Lui, sans doute vous l'aimez, mais c'est la même scène répétée chaque jour qui vous indispose (...). Ce qui est sûr, c'est que vous éprouver de la tendresse pour lui. C'est ce que l'on dit, paraît-il, quand on n'aime plus. Plus on éprouve de tendresse et moins on aime, alors ? Mais qui peut dire la différence entre les deux ? La tendresse, c'est quand on n'a pas de désir. On se caresse la joue avant de s'endormir. C'est Pimprenelle et Nicolas (...)
Vous pensez que tout est sa faute. Depuis quand est-ce sa faute ? Ca a commencé quand ? (...) Mais plus vous chercher, moins vous comprenez ce qui s'est passé. Vous vous repassez le film, depuis le premier jour (...) Vous ne possédiez rien que l'avenir devant vous. Vous étiez immortels. Vous aviez tout le temps.
Et ce temps aujourd'hui, qu'en faites-vous ? Vous l'anéantissez. Vous évaluez, vous comparez, interprétez. Vous faites de votre temps une échelle de valeurs. L'homme de votre vie est devenu un terrain d'expérimentation.

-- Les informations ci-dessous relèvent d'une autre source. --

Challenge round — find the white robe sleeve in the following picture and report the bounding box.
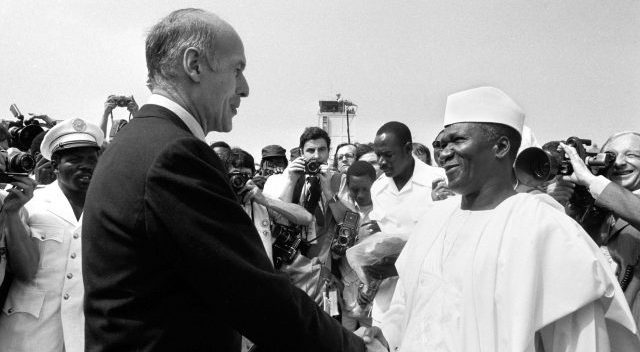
[381,277,407,352]
[537,301,611,352]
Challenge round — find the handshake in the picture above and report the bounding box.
[355,326,389,352]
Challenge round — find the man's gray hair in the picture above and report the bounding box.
[145,8,222,88]
[601,131,640,152]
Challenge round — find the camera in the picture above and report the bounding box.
[272,224,303,268]
[228,171,250,193]
[514,137,616,241]
[331,211,360,256]
[304,159,321,175]
[0,150,35,183]
[8,104,45,151]
[515,137,615,187]
[108,95,134,107]
[7,151,35,173]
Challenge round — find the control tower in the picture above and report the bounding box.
[317,94,357,146]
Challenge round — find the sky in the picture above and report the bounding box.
[1,0,639,159]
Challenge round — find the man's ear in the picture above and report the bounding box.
[50,158,59,175]
[403,141,413,155]
[183,47,204,83]
[494,136,511,159]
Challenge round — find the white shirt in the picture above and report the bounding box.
[369,158,445,323]
[145,94,206,141]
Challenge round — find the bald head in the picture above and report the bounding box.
[145,8,234,88]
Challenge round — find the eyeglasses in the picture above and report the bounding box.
[337,153,355,160]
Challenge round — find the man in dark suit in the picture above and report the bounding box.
[82,8,379,352]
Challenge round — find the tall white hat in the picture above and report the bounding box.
[443,86,525,136]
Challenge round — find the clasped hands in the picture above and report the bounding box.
[355,326,389,352]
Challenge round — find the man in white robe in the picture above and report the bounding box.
[379,86,640,351]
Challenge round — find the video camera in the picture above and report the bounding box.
[515,137,615,187]
[331,211,360,256]
[7,104,45,151]
[515,137,616,241]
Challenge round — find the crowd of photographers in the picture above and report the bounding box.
[0,92,639,351]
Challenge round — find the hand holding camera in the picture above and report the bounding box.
[284,156,307,179]
[1,175,37,214]
[126,98,139,114]
[285,156,326,178]
[104,97,117,115]
[558,142,600,187]
[241,179,267,205]
[105,95,136,116]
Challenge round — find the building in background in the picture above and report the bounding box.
[317,94,357,146]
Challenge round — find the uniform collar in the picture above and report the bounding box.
[145,94,206,142]
[38,182,81,225]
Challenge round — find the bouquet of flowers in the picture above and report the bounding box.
[345,227,407,316]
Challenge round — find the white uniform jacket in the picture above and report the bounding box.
[0,182,85,352]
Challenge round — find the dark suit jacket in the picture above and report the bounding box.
[82,104,365,352]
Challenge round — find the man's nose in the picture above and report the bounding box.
[237,72,249,98]
[614,153,627,168]
[439,147,453,165]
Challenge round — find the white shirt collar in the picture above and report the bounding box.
[374,156,442,194]
[145,94,206,141]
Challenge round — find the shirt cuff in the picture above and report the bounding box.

Vous le mettez à l'épreuve, vous le forcez à rentre dans des cases, celles qui vous conviennent (...) Vous ne l'aimez plus. Vous l'avez vidé de sa substance, vous l'avez usé. Il est devant vous, démuni et fatigué. Et ainsi, il ne vous plaît plus. Une coquille vide que vous avez aspirée. Peut-on aimer une coquille ? Peut-on aimer un homme qui ne se rebelle pas ?
Et dans un autre texte :
« Tu es au milieu du couloir et je n'ai pas envie de te croiser, de te frôler, tu serais capable d'écarter mon peignoir, alors qu'il y a quelques heures à peine, nous tentions d'élucider les raisons de notre échec. Je me demande comment résonne en toi nos conversations nocturnes, tant il est impossible d'en discerner les traces, d'en distinguer les séquelles, je me demande si c'est moi qui ne sais pas dire ou toi qui ne sais pas entendre, je ne suis pas sûre que nous parlions la même langue. Je prononce pourtant chacun des mots essentiels à faire une phrase, simple, claire, directe mais sans violence pour que tu saches à quel point cette vie ne me convient plus. Je ne t'accuse pas, je te demande simplement ce que tu ressens, puis c'est toi qui parles, tu donnes ton point de vue, le ton monte un peu, nous prenons garde parce que les enfants ne dorment pas loin. Puis j'enchaîne, je tente d'avancer d'un cran, je voudrais arriver à la question centrale mais ne peux m'y risquer trop vite, je te laisse la parole, tu répètes ce que tu as déjà dit, et moi aussi sans doute, je me répète, nous nous enfermons dans notre logique, notre conversation se change en deux monologues qui tournent à vide. Et j'approche du coeur, c'est-à-dire de l'amour, la seule considération qui 'intéresse, je voudrais savoir si tu m'aimes toujours. Et il se passe chaque fois la même chose, tu deviens soudain silencieux, plus je parle et plus tu t'endors. Mes paroles sont d'un coup le plus puissant des somnifères. Je dis que je vais te quitter et tu ferme les yeux. »
Extraits de « La fin de l'histoire » et de « Le jour et la nuit », in L'amour est très surestimé de Brigitte Giraud, éditions Stock – 11 €.